We, too, must die to self; we must die to self-living;
we must die to self-goals, to self-agendas; we
must die to self-priorities. We must die to our
own will.
We
must become unleavened bread and have victory
over sin, now and ultimately forever! In ancient
times, before a batch of leavened dough was baked
into bread, part of the dough was pinched off
and set aside. Later, that piece of leavened dough
was added to a new batch of flour, leavening the
new batch. This symbolizes the generational cycle
of sin, which began with our first parents, Adam
and Eve, who alienated themselves from God. Their
sin was transmitted to each ensuing generation.
We
must break this cycle of sin that has been transmitted
from generation to generation. We must remove
the leaven of sin from our lives. We must clean
out the old leaven that we may be a new unleavened
batch of dough. Messiah, our Passover Lamb, also
has been sacrificed. We need to live in such a
way that we are removing the old sins like hatred
and wickedness, and living lives full of sincerity
and truth. We must not allow sin to rule in our
lives, fulfilling its desires. We must search
our hearts, asking God to reveal and remove all
the wrong things from our lives, in order that
we break the cycle of sin.
We
must experience the Fruitfruits of resurrection.

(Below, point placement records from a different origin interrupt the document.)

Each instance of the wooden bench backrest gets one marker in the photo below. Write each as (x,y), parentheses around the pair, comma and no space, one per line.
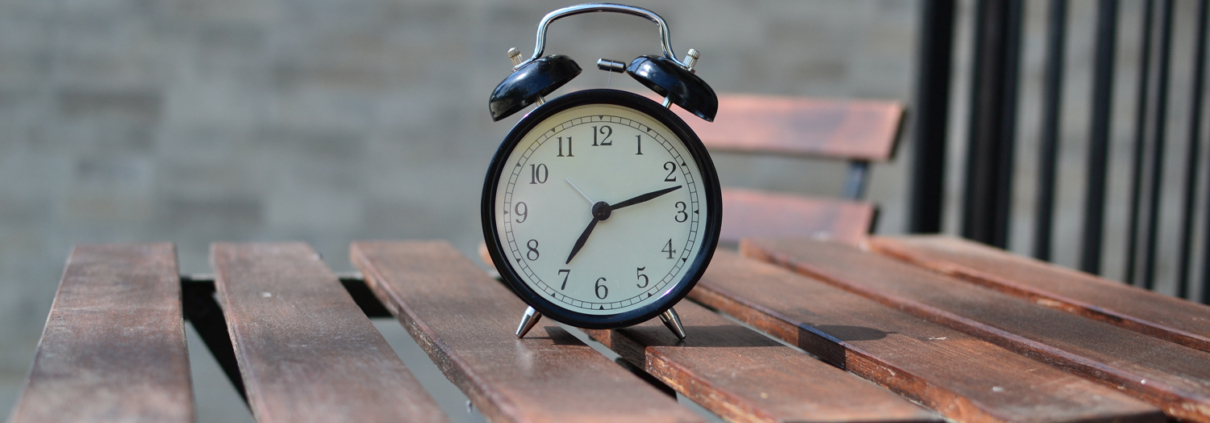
(846,129)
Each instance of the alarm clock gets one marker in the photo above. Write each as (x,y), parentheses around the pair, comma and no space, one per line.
(601,207)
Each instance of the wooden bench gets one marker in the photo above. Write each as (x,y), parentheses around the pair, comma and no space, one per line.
(845,336)
(859,132)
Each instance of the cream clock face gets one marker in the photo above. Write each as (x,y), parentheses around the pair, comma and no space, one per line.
(601,209)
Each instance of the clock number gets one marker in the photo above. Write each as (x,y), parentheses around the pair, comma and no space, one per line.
(540,173)
(565,272)
(569,148)
(522,212)
(533,253)
(601,290)
(604,131)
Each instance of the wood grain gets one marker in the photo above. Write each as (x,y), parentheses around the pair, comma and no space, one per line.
(744,376)
(1173,377)
(748,214)
(465,320)
(960,376)
(789,126)
(114,345)
(305,349)
(1134,308)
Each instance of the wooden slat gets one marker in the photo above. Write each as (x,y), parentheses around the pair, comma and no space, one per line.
(1139,309)
(962,377)
(1173,377)
(465,320)
(851,129)
(749,214)
(306,352)
(744,376)
(114,345)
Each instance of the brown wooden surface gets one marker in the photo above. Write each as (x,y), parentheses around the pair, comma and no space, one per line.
(747,214)
(1139,309)
(852,129)
(960,376)
(306,352)
(744,376)
(1170,376)
(114,345)
(465,320)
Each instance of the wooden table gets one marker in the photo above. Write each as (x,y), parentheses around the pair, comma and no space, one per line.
(910,329)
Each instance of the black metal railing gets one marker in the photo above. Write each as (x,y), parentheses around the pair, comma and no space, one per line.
(992,127)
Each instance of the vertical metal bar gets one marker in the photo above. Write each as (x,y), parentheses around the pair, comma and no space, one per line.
(986,203)
(1049,146)
(932,111)
(1157,139)
(1099,140)
(1140,144)
(858,174)
(1003,208)
(1193,155)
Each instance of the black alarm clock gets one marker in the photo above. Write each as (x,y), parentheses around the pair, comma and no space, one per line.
(601,207)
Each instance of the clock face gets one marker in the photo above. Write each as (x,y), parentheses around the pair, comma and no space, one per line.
(601,212)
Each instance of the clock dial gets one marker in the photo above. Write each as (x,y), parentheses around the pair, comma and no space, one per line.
(601,209)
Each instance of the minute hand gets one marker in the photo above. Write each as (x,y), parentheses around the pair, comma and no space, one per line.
(645,197)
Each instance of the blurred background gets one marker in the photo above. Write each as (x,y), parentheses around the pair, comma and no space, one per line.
(329,121)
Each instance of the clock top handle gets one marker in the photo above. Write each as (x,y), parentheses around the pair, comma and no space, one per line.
(666,40)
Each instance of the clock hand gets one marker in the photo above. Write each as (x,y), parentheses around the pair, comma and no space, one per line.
(645,197)
(583,237)
(577,190)
(600,212)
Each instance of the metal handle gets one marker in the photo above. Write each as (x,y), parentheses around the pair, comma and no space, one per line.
(664,38)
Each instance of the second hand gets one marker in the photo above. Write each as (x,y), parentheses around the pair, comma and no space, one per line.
(577,190)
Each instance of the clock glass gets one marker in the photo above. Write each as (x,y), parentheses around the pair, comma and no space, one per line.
(604,206)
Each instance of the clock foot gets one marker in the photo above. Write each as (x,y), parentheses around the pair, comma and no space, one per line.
(528,322)
(673,322)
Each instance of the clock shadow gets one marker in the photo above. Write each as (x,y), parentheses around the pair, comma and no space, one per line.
(558,336)
(730,336)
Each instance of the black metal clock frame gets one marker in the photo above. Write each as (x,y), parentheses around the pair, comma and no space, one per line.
(709,189)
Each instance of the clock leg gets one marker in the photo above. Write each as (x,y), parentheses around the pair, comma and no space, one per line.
(673,322)
(528,322)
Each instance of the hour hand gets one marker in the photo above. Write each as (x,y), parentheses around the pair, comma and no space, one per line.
(580,242)
(645,197)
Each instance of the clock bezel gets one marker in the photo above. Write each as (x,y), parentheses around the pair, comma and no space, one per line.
(709,189)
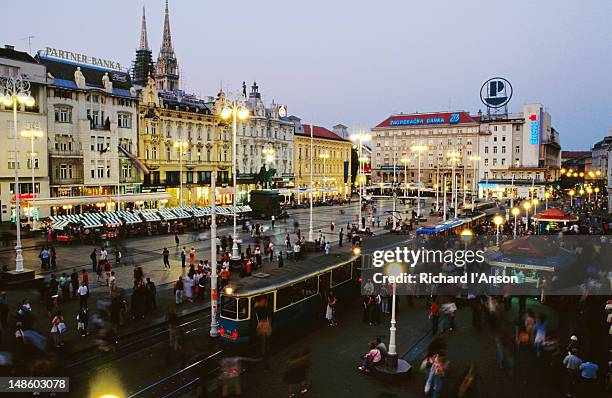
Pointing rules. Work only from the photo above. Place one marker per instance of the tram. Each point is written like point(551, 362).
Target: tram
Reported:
point(295, 296)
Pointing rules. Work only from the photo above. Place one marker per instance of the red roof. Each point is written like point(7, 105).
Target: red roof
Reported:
point(320, 132)
point(428, 119)
point(554, 214)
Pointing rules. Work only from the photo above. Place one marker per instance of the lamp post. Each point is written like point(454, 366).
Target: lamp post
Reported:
point(419, 149)
point(453, 157)
point(31, 134)
point(515, 213)
point(360, 138)
point(474, 160)
point(15, 91)
point(324, 155)
point(236, 110)
point(214, 323)
point(498, 221)
point(394, 270)
point(527, 206)
point(405, 160)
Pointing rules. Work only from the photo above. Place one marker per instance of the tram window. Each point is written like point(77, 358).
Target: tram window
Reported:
point(341, 274)
point(228, 307)
point(243, 308)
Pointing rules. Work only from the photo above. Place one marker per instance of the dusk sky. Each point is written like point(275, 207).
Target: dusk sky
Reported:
point(356, 62)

We must rise from the dead now, and live a new
life now and be alive to God in a whole new way
now. We need to experience new life and resurrection
power, new power to live a new and God-centered,
sin-rejecting, self-rejecting, world-rejecting
life. If we do, one day we will rise from the
dead and live forever!
How?
How do we die the way we need to, overcome sin
the way we need to, and rise to new life the way
we need to? By getting to know God and His Word.
The more we hear, read and learn about God and
His Word, the more faith and confidence and trust
we will have in God and His Word, and the more
ability we will have to die, overcome sin and
rise to new life. By talking to God, by praying
and asking for His help to die and overcome sin
and rise to new life. By receiving the Holy Spirit
of God, who will live in us and empower us to
live for God and overcome sin. Ask the Lord to
help you. Ask Him to save you! Ask Him to reveal
more and more truth about Himself and Messiah.
Ask Him for more faith in Him. Ask Him to fill
you with His presence, to fill you with His Spirit,
who will powerfully live in you and help you to
die, overcome sin and rise to new life!